Under fire: Bestselling author Emily Giffin was accused of ‘racism’ on Wednesday after she branded Meghan Markle ‘phony’ and ‘unmaternal’ in a video of her reading to Archie
Criticized: The Duchess of Sussex, 38, was filmed reading children’s book Duck! Rabbit! to her son in a clip shared in honor of his first birthday on Wednesday
Emily shared a screenshot of the conversation on her Instagram Stories, revealing that her friend texted her ‘some thoughts’ about the clip, which was shows Meghan reading Duck! Rabbit! by Amy Krouse Rosenthal and Tom Lichtenheld to her son.

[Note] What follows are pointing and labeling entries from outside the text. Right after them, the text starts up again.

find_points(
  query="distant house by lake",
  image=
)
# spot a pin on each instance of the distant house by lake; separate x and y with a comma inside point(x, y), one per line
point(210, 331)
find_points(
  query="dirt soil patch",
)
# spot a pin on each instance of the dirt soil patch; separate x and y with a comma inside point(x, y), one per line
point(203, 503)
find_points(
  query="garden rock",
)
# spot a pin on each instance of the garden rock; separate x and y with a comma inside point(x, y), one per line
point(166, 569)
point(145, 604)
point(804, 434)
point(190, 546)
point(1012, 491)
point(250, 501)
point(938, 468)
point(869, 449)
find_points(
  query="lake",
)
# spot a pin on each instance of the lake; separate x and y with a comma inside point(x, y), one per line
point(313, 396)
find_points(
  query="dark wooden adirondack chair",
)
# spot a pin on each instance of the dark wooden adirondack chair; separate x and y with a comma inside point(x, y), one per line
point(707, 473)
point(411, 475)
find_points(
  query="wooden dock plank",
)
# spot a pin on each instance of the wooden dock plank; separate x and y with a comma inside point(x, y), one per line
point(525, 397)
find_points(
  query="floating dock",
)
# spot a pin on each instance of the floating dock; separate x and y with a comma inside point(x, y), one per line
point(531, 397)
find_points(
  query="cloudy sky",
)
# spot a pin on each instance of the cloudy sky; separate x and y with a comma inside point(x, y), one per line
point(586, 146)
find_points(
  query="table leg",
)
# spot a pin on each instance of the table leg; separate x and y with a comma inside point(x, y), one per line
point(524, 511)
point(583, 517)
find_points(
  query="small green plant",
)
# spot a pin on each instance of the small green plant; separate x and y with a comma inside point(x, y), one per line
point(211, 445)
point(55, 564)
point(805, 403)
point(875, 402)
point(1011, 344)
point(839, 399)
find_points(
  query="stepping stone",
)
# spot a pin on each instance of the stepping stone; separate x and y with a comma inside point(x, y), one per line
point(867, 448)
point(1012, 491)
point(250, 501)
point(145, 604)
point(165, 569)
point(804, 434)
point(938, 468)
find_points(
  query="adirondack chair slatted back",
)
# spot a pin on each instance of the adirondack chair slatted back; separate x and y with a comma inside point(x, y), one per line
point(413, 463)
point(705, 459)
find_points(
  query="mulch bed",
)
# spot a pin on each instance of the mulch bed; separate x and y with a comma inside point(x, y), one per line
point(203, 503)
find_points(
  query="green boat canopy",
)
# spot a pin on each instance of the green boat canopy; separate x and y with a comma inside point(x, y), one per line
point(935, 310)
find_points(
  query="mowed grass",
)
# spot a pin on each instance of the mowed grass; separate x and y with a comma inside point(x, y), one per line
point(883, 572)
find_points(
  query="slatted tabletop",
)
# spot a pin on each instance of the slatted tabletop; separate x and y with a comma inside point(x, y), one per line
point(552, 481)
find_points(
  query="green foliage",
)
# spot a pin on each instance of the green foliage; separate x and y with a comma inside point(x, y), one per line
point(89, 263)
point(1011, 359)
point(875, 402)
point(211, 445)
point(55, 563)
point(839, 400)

‘Some thoughts: Archie is adorable but that video screamed look at me! Look at me! I need attention as the doting mother. She’s a joke,’ the first incoming text, which was sent by Emily’s friend, read.
The messages continued: ‘It was also sad how she seemed just slightly annoyed Archie wasn’t fully cooperating to her standards. He’s [one] for crying out loud!’
‘Phony’: Emily, 48, shared a text conversation that she had with a friend about the video, in which the two of them accused Meghan of trying to get ‘attention’
Emily chimed in and agreed, texting her friend: ‘Completely,’ to which her pal replied, ‘I feel so sorry for that little boy.’
The author then wrote that she felt Meghan ‘seemed so unmaternal’ in the video, before adding: ‘It was so uncomfortable. She’s such a phony.’
In a later Instagram Stories post, Emily – who, ironically, describes herself as an ‘anglophile’ on Instagram, shared a grab from the video, which she captioned: ‘Happy Birthday Archie. Go away Megan.’
She continued in a third post: ‘Adorable child and book. But… Holy “me first”. This is the Megan show. Why didn’t she film and let Harry read? And why didn’t she take the moment at the end to say “He said daddy!” Because that would make it about Harry for a split second. God forbid.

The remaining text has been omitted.